Former UC Berkeley Chancellor Robert Birgeneau has declined to speak at the Haverford College commencement ceremony Sunday, after protest from students who disagree with how Birgeneau responded to police’s use of force toward protesters during Occupy Cal protests in 2011.
Haverford College President Daniel Weiss announced Tuesday that Birgeneau had declined the invitation to come to the Pennsylvania campus to speak and also receive an honorary degree. After the announcement of the invitation in April, 50 students and professors drafted a letter asking the former chancellor to not speak unless he met nine conditions, including a demand that he take more responsibility for his actions during the Occupy Cal protests.
“The Board of Managers, campus colleagues, and I express our appreciation for the views of those who were opposed to Dr. Birgeneau’s selection,” Weiss said in the statement. “It is nonetheless deeply regrettable that we have lost an opportunity to recognize and hear from one of the most consequential leaders in American higher education.”
Last week, Weiss held a forum to discuss the controversy regarding Birgeneau’s selection. Members of the committee who had selected him listened to protesters’ concerns but did not decide to withdraw the invitation.
Michael Rushmore, a Haverford College senior who helped write the letter to Birgeneau, called the decision to decline the commencement invitation “plan B.” Rushmore said he would have preferred that Birgeneau addressed the letter’s demands.
“We’re in the same place we were three weeks ago,” Rushmore said. “Ideally, we would have moved forward, and he would have moved forward.”
Outrage erupted over police’s use of batons during a Nov. 9 protest in 2011. Birgeneau, along with other campus administrators, said in an email after the incident that protesters did not act in nonviolent civil disobedience when they linked arms to obstruct police officers. He later apologized for what happened during the event and said he took full responsibility.
Birgeneau has also been lauded for his support of LGBT rights and undocumented students.
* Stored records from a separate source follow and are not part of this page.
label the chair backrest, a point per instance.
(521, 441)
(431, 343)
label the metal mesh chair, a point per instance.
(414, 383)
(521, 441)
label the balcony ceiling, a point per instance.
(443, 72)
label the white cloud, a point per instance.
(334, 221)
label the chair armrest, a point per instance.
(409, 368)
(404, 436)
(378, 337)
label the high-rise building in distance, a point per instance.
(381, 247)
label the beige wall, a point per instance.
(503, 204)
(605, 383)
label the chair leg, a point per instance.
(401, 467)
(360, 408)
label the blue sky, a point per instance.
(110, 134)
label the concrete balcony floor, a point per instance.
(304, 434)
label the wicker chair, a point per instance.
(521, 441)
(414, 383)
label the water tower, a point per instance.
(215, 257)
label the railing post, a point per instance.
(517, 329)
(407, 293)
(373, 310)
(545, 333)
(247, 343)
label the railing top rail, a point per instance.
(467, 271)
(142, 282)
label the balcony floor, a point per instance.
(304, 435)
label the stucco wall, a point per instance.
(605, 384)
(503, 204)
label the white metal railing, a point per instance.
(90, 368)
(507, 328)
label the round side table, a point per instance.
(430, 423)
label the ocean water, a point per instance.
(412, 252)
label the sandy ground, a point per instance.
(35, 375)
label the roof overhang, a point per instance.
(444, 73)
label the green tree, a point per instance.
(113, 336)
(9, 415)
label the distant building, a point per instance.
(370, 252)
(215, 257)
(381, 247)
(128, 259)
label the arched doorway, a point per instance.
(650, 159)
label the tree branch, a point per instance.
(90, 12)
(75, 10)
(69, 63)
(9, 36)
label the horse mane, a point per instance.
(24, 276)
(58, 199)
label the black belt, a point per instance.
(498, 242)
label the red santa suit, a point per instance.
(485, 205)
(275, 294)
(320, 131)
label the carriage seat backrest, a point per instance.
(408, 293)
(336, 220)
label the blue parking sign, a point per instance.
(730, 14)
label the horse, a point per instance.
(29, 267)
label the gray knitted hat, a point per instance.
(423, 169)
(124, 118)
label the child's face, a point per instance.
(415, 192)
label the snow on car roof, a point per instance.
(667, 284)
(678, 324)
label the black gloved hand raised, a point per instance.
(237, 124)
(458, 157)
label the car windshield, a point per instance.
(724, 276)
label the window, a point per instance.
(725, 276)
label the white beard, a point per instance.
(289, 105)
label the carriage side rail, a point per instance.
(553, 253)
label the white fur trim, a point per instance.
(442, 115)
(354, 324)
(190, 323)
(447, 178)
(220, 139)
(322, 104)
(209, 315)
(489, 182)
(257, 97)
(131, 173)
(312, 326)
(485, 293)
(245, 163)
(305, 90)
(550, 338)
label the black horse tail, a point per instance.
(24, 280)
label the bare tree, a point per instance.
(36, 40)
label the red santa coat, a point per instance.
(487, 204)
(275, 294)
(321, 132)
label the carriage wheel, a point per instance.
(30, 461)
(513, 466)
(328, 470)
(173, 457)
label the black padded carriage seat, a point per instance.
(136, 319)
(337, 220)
He expressed disappointment, Weiss’s statement said, at missing a chance to address the plight of undocumented immigrants.
Haverford College will now have three speakers at commencement: poet Elizabeth Alexander, former Princeton University president William Bowen and environmental protection advocate Fred Krupp.
Rushmore said he does not agree with every view of the three other speakers but nonetheless finds no need to protest them.
“There’s been this characterization of these young liberals who can’t accept anybody,” Rushmore said. “(Birgeneau) is one person who we couldn’t accept.”